Das Zeitdorf

In jeder kleinen Stadt sitzt einer und hat sie bis zum Hals herauf satt. Ah – die ewig gleichen Häuser, der Marktplatz, die dummen Hunde – die ewig gleichen Menschen, die Enge, die zu nahe Vertrautheit mit allen – und wenn Sie wüßten, wie ich mich sehne, einmal herauszukommen . . . ! Wir haben hier in Messenthien so gar keine Anregungen . . . Ein trübes Dorf. Paris! London! Sie ahnen nicht, wie beschränkt die Menschen hier sind . . . Hinaus! Hinaus –!

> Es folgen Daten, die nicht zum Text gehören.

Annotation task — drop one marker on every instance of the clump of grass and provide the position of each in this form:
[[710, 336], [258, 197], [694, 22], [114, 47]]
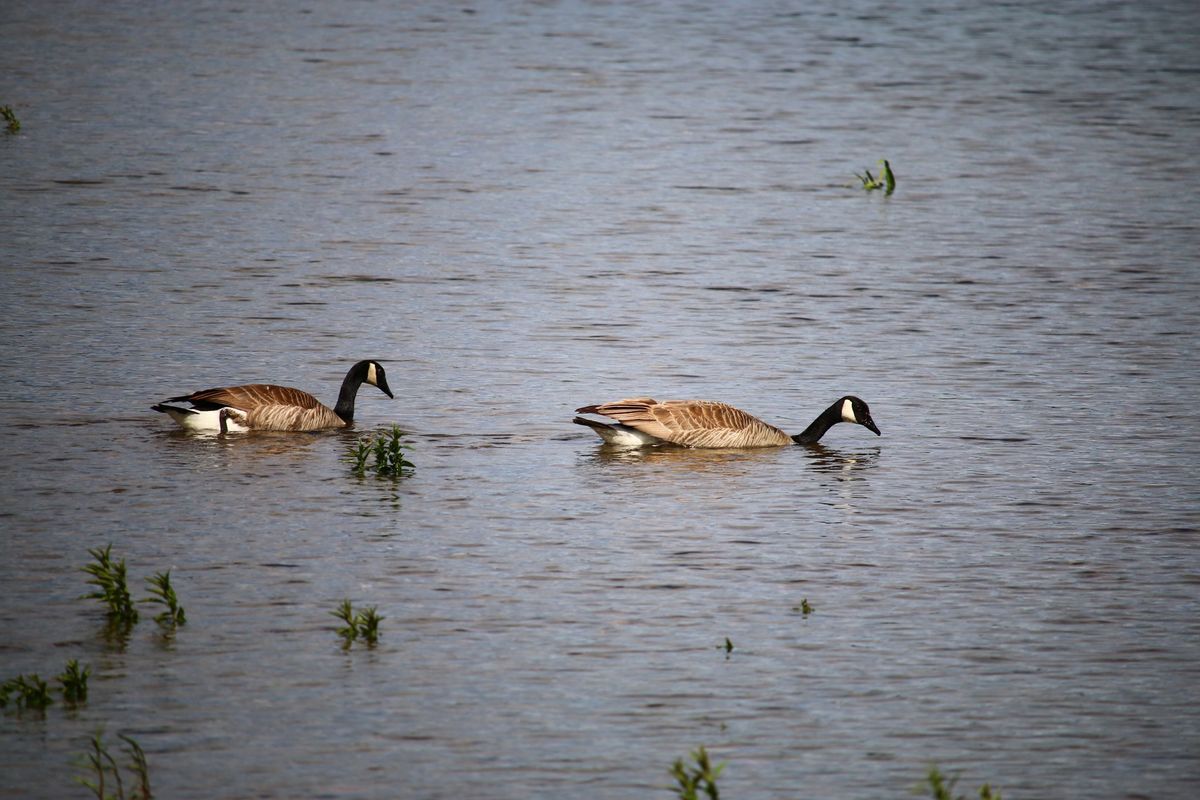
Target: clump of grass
[[942, 788], [364, 624], [73, 683], [100, 767], [889, 179], [31, 692], [112, 589], [870, 182], [12, 125], [384, 451], [162, 593], [697, 776]]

In jeder Zeit sitzt einer und hat sie bis zum Hals herauf satt. Ah – die ewig gleichen Schlagworte, der Gemeinplatz, die dummen Bilder – die ewig gleichen Zeitgenossen, die Enge, die zu nahe Vertrautheit mit allen[182] – und wenn Sie wüßten, wie ich mich sehne, einmal herauszukommen . . . ! Wir haben hier im Jahre 1926 so gar keine Anregung . . . Eine trübe Zeit. Renaissance! Das Jahr 2000! Sie ahnen nicht, wie beschränkt die Menschen von heute sind . . . Hinaus! Hinaus!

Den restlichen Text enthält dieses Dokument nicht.